Titi

 
 

The blazing mid-summer afternoon sun hits the massive stone walls of what was once the richest house in the village but dies with a whimper, killed by rooms of soot that soak up light and reflect nothing. It could be winter inside, in the dark, with the old wood stove throbbing out heat. It could be Europe a century ago.

And in this room sits a ghost of a man: shaky on his feet, missing his glasses that cut into him when he hit the cold stone floor a few weeks ago, back from his dialysis that just about keeps him alive, and still, for some reason, known as Titi, a name he probably got as a baby.

 
 

He is one of the last four residents of a village that had 112 people when he was born in 1944. The rest have left, and those who didn’t leave have died. There are no births in this village.

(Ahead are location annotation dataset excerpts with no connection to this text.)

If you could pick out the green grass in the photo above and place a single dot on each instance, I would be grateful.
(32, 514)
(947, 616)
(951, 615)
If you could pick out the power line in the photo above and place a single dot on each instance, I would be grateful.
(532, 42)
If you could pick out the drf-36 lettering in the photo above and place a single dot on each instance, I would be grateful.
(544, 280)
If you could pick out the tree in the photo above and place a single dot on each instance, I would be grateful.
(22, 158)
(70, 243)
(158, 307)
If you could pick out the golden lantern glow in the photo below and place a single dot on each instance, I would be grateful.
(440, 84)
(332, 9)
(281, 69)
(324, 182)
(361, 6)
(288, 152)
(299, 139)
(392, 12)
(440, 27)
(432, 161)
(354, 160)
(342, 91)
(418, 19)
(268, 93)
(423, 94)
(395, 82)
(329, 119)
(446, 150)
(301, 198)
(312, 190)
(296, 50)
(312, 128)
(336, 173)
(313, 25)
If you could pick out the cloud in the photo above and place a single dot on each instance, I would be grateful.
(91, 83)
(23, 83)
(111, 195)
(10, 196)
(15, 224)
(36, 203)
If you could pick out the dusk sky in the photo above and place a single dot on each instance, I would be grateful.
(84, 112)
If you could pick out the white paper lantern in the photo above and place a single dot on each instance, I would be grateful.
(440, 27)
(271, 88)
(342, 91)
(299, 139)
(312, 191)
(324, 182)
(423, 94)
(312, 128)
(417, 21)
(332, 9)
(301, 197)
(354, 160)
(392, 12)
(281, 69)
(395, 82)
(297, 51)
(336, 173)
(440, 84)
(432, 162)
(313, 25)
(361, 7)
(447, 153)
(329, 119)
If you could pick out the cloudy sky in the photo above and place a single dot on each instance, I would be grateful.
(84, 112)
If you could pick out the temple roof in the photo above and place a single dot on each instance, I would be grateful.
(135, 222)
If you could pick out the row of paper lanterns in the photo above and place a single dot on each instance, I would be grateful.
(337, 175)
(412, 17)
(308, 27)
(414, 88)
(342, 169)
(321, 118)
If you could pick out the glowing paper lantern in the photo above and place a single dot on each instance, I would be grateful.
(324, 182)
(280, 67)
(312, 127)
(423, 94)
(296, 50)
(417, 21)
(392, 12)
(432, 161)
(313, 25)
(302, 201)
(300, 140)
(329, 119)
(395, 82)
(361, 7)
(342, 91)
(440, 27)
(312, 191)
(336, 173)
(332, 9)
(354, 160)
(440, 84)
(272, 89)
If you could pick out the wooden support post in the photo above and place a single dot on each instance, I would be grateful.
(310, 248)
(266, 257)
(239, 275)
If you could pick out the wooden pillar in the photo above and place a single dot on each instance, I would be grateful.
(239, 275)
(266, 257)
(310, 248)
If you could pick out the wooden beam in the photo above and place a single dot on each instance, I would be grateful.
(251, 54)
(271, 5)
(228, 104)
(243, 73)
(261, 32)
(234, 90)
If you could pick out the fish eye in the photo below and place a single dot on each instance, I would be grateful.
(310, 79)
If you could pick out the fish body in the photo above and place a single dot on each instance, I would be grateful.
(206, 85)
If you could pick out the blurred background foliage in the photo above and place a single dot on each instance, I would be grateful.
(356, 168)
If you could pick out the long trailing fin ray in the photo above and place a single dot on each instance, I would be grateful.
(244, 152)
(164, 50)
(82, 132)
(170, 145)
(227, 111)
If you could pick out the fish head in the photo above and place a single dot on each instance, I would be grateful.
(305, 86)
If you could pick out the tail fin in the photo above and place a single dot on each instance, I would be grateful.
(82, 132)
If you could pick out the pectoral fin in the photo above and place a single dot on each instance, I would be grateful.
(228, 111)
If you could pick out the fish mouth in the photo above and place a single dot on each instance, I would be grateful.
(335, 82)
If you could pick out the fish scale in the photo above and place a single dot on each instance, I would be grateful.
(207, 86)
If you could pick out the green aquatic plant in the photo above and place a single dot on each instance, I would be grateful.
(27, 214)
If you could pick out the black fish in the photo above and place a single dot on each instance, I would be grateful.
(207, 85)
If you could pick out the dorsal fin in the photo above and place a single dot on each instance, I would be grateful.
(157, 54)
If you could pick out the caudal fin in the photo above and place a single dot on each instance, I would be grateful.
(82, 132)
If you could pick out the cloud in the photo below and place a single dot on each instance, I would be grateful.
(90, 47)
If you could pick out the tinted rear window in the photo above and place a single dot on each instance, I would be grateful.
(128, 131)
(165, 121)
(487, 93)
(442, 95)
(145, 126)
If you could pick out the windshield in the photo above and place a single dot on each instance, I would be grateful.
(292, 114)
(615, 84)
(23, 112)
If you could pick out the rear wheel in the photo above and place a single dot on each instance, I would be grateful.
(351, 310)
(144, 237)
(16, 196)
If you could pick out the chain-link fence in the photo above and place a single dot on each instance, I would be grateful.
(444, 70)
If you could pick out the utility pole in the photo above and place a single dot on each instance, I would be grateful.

Titi’s house, once the richest in the village, is now its poorest. All that remains of its past glory are its stones: massive slabs cut at sharp angles that sets it apart from the other buildings in the village. But stone is the only thing left of the house, so it is only a shell, hollowed out inside. Stone is the only thing that could have survived. Stone and the hollowed out remains of Titi.

 
 

There is only one usable room left, the dining room, in which the last remaining possessions have been accumulated. Soot covers the rest of the empty space. Titi has a single table with a couple of chairs on one side and a thin bench on the other. An old fridge, an old TV, an old wood stove towards the middle of the room, its metal chimney snaking its way towards the ceiling. A massive old sink. A large bottle of cheap wine in the fridge, a chipped plate of leftover tomato and onion salad on the next shelf. Old baguettes lie strewn across rooms, cut haphazardly with old, thin knives. A couple of packages of La Baleine salt, with a big white baleen whale on deep blue. Wood spilling out onto the floor from an adjoining room. A handful of flies lying dead on a little saucer filled with yellow granules of something that attracts and then poisons them, or what was once something. One of them is half-alive and can’t get out, but it keeps trying, endlessly, in circles.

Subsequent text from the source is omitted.